PR Lint ❌ Errors found

Details

Checking 4 commits...

Cherry-pick digest:
E: 55ee0d2c62b3 ("NVIDIA: VR: SAUCE: sched/fair: Attach sc"): diff MISMATCH with lore patch (add [Author: reason] annotation if intentional)
┌──────────────┬───────────────────────────────────────────────┬────────────┬─────────┬───────────────────────────┐
│ Local        │ Referenced upstream / Patch subject           │ Patch-ID   │ Subject │ SoB chain                 │
├──────────────┼───────────────────────────────────────────────┼────────────┼─────────┼───────────────────────────┤
│ 9011a2603e7a │ [SAUCE] sched/fair: add sis_util support to s │ N/A        │ N/A     │ arighi, nayak, arighi     │
├──────────────┼───────────────────────────────────────────────┼────────────┼─────────┼───────────────────────────┤
│ 55e068ef94cd │ [SAUCE] sched/fair: reject misfit pulls onto  │ N/A        │ N/A     │ arighi, arighi            │
├──────────────┼───────────────────────────────────────────────┼────────────┼─────────┼───────────────────────────┤
│ 42459d49ffef │ [SAUCE] sched/fair: prefer fully-idle smt cor │ N/A        │ N/A     │ arighi, arighi            │
├──────────────┼───────────────────────────────────────────────┼────────────┼─────────┼───────────────────────────┤
│ 55ee0d2c62b3 │ sched/fair: attach sched_domain_shared to sd_ │ MISMATCH   │ found   │ ok, backporter: arighi    │
└──────────────┴───────────────────────────────────────────────┴────────────┴─────────┴───────────────────────────┘

Lint: all checks passed.

nvmochs · 2026-05-05T14:36:07Z

@arighi Do you suspect these will be accepted by the maintainer soon? If so, maybe we should wait so we can pick from -next? FYI we're still a couple weeks out from the first 7.0 build.
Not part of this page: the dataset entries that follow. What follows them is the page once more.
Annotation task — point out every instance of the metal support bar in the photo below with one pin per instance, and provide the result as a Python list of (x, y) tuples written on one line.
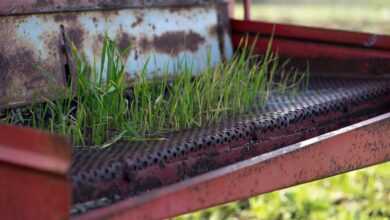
[(353, 147), (323, 50)]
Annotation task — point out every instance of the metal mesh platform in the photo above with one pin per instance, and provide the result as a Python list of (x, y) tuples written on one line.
[(103, 176)]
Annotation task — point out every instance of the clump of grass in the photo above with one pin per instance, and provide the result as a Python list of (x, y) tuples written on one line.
[(104, 109)]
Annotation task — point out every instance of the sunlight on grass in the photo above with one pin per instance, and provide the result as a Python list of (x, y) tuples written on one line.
[(364, 17), (362, 194), (104, 108)]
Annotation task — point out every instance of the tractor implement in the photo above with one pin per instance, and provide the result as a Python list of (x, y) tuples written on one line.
[(338, 122)]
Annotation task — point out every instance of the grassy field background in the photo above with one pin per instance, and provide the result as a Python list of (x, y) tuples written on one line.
[(358, 195), (368, 16)]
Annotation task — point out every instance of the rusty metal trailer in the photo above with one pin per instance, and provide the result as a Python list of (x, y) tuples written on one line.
[(341, 122)]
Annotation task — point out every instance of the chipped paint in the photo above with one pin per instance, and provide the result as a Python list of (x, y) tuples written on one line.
[(33, 57)]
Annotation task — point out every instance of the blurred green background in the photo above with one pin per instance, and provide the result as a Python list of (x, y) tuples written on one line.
[(358, 195), (359, 15)]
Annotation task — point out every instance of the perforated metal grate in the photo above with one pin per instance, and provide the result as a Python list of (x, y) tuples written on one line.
[(102, 176)]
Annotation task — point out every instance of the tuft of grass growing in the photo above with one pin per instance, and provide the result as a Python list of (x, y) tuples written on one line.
[(104, 109)]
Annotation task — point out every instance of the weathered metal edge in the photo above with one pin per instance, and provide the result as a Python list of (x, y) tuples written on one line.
[(353, 147), (22, 7)]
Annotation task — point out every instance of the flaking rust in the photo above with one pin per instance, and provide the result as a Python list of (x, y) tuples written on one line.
[(30, 64), (35, 46)]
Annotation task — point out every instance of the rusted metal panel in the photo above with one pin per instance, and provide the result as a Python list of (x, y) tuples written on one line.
[(32, 59), (353, 147), (31, 62), (34, 170), (17, 7)]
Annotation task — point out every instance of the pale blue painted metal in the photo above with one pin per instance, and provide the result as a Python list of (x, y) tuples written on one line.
[(32, 57)]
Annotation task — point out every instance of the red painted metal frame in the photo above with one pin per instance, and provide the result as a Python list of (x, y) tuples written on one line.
[(247, 9), (33, 175), (346, 149), (324, 50)]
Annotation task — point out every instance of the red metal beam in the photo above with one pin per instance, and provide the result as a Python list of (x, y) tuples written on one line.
[(33, 174), (324, 51), (346, 149), (329, 36)]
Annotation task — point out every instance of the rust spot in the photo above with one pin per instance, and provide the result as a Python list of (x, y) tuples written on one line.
[(213, 30), (124, 43), (173, 42), (138, 20), (76, 35), (65, 17), (41, 3)]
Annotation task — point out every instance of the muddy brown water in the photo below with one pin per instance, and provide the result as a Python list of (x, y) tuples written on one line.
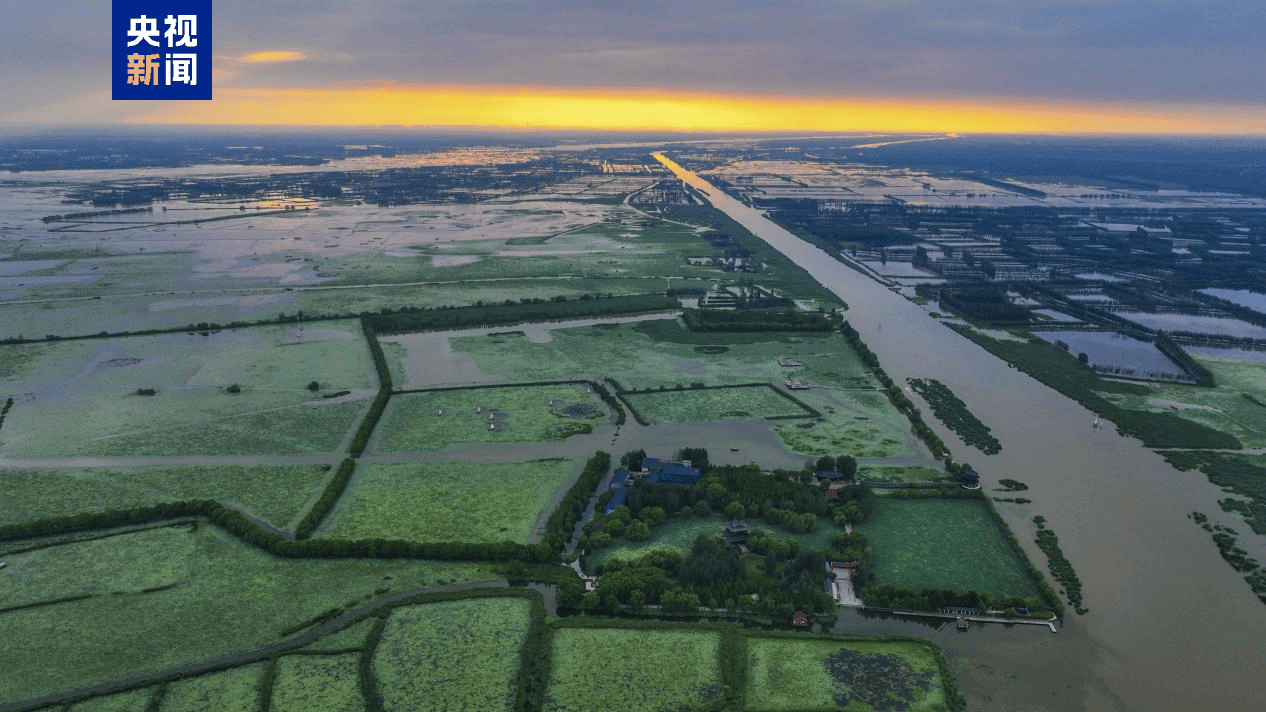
[(1171, 626)]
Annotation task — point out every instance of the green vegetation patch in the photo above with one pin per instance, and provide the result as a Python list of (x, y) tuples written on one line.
[(131, 701), (475, 502), (347, 639), (455, 655), (236, 689), (438, 418), (275, 493), (1061, 371), (738, 402), (128, 563), (318, 683), (1243, 475), (633, 670), (82, 397), (234, 598), (1237, 406), (943, 544), (679, 534), (826, 674), (955, 414)]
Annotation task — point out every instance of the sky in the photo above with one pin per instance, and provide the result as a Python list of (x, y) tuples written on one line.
[(1136, 66)]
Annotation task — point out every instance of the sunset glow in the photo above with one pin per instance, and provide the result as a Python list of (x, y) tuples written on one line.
[(415, 105)]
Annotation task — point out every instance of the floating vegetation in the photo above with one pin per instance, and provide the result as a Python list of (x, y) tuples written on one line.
[(951, 411), (1060, 566)]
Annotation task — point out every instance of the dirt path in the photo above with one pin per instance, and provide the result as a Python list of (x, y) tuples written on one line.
[(238, 658)]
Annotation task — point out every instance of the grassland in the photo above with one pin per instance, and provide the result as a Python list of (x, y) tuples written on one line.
[(827, 674), (662, 354), (275, 493), (347, 639), (1059, 370), (455, 655), (1237, 406), (679, 534), (437, 419), (946, 544), (81, 397), (318, 683), (714, 404), (101, 566), (233, 598), (632, 670), (448, 501), (131, 701), (236, 689)]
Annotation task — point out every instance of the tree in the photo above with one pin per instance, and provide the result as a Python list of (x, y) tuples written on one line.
[(847, 464), (639, 531)]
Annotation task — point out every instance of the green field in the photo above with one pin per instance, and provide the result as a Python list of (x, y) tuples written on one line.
[(131, 701), (341, 641), (318, 683), (448, 501), (713, 404), (947, 544), (276, 493), (661, 352), (232, 598), (100, 566), (1237, 406), (826, 674), (455, 655), (679, 534), (632, 670), (81, 397), (437, 419), (236, 689)]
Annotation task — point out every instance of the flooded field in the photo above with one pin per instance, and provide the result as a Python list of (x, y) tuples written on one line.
[(1195, 323), (1117, 354)]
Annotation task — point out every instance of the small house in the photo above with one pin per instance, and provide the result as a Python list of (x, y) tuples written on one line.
[(736, 531), (670, 471)]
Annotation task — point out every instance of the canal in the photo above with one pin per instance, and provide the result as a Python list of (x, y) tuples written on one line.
[(1170, 625)]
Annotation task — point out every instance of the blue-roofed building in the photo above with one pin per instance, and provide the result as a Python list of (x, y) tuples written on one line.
[(670, 471), (617, 501)]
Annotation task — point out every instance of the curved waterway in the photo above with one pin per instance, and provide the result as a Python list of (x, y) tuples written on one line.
[(1170, 625)]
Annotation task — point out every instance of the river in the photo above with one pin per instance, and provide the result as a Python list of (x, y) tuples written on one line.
[(1171, 626)]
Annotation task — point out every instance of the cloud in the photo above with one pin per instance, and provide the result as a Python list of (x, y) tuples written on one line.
[(272, 56)]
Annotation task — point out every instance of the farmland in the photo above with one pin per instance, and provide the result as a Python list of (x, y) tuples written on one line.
[(84, 397), (946, 544), (679, 534), (437, 419), (318, 683), (424, 659), (218, 579), (828, 674), (448, 501), (236, 689), (714, 404), (275, 493), (632, 669)]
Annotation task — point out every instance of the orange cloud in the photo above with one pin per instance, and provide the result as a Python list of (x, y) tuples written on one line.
[(528, 107), (272, 56)]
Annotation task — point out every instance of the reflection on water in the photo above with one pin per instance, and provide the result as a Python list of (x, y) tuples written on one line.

59a400f NVIDIA: SAUCE: sched/fair: Attach sched_domain_shared to sd_asym_cpucapacity

Also, for this patch, would it make sense to just pick the dependent patches so this patch picks clean?

jamieNguyenNVIDIA

Acked-by: Jamie Nguyen jamien@nvidia.com

arighi · 2026-05-05T20:06:45Z

@arighi Do you suspect these will be accepted by the maintainer soon? If so, maybe we should wait so we can pick from -next? FYI we're still a couple weeks out from the first 7.0 build.

We may still need to refine a few small things before merging upstream, but the core patch is unlikely to change at this point. I'm still aiming for inclusion in v7.1, though it's difficult to be certain, scheduler changes can be unpredictable, and last-minute feedback can easily push things out.

59a400f NVIDIA: SAUCE: sched/fair: Attach sched_domain_shared to sd_asym_cpucapacity

Also, for this patch, would it make sense to just pick the dependent patches so this patch picks clean?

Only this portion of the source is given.